A past vicar of Penkridge, the Rev. Cecil Littleton
would have rejected both of these attitudes. The coil of the clock snapped in 1886. He reported in the parish magazine,
“The Church Clock has been silent
now for many weeks, causing much inconvenience to the village at. To provide a new weight and coil will cost a good deal.
The clock goes and strikes for the benefit of the whole community who in this, if in
nothing else, “take their time from the Church” and we think the whole community should be asked to contribute
to the repair of what may be called common property and that the cost should not be defrayed out of the offertories.”
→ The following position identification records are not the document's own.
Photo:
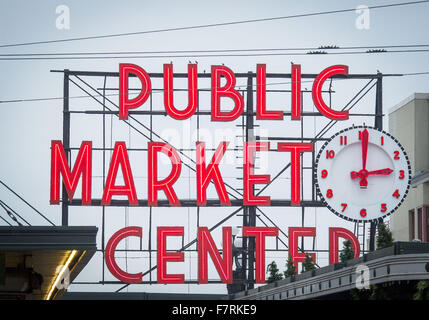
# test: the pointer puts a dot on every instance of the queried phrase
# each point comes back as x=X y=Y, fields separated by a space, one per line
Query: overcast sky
x=27 y=128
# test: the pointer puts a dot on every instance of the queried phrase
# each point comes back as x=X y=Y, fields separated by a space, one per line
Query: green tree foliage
x=384 y=237
x=347 y=253
x=274 y=274
x=290 y=268
x=308 y=263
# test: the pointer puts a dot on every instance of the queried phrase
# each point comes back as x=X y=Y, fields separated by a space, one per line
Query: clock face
x=362 y=174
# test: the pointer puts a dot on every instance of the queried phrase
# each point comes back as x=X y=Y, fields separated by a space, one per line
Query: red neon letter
x=260 y=233
x=205 y=175
x=163 y=256
x=207 y=245
x=334 y=235
x=294 y=233
x=120 y=157
x=295 y=149
x=227 y=91
x=192 y=92
x=317 y=92
x=167 y=183
x=261 y=112
x=296 y=92
x=124 y=103
x=82 y=166
x=110 y=255
x=249 y=179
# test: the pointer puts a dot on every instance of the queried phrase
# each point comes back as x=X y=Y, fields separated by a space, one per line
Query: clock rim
x=316 y=178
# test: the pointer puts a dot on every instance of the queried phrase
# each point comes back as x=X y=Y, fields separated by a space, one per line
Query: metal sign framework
x=243 y=276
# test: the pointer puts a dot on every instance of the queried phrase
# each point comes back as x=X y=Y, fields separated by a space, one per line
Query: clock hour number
x=330 y=154
x=324 y=173
x=396 y=194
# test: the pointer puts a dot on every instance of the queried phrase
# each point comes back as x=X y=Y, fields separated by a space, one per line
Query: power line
x=210 y=25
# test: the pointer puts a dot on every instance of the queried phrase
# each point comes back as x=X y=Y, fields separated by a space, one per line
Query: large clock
x=362 y=174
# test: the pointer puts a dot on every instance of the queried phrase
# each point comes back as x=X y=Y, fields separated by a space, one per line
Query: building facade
x=409 y=123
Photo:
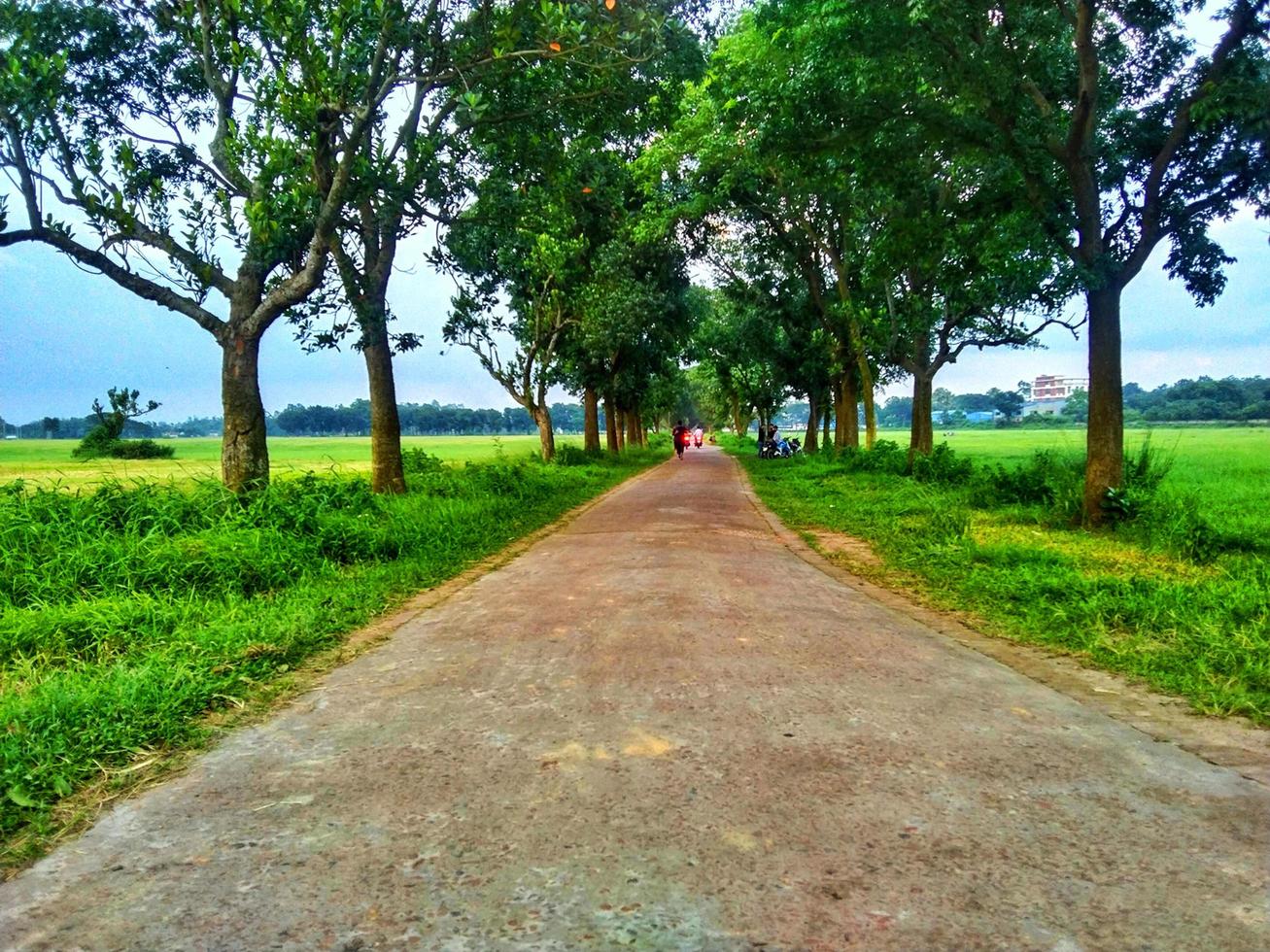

The combative attitude revealed in what
should have been a neutral parish announcement was typical of the man. He did not mince his words. He rebuked his parishioners,
saying,
“There are some who, like the Jews
of old cry, “speak unto us smooth things” and who kick at anything like plain language. Without going out of our
way, however, to give causeless offence, the clergy have a duty to perform and that is to preach the Truth, the whole truth
and nothing but the Truth.......”.
So, his message for Lent, 1886 was unrelenting,
“The parish seems sunk in vice
and indifference. Few, comparatively speaking, avail themselves of the means of grace offered to them. While hundreds live
in such carelessness and sin that it makes us tremble to think of the Eternal future which awaits them if so living, they
die impertinent”.
When the clock was eventually repaired,
the hymn he chose for the opening ceremony was,
“Days
and Moments quickly flying,
Speed us onward to the dead;
Soon may you and I be lying,
Each within his narrow bed”.
For the Rev. Littleton the church clock
was a symbol of the relentless nature of time and the certainty of death with its threat of eternal damnation.
Thus we have three philosophies of life
and we are fortunate to be free to choose between them.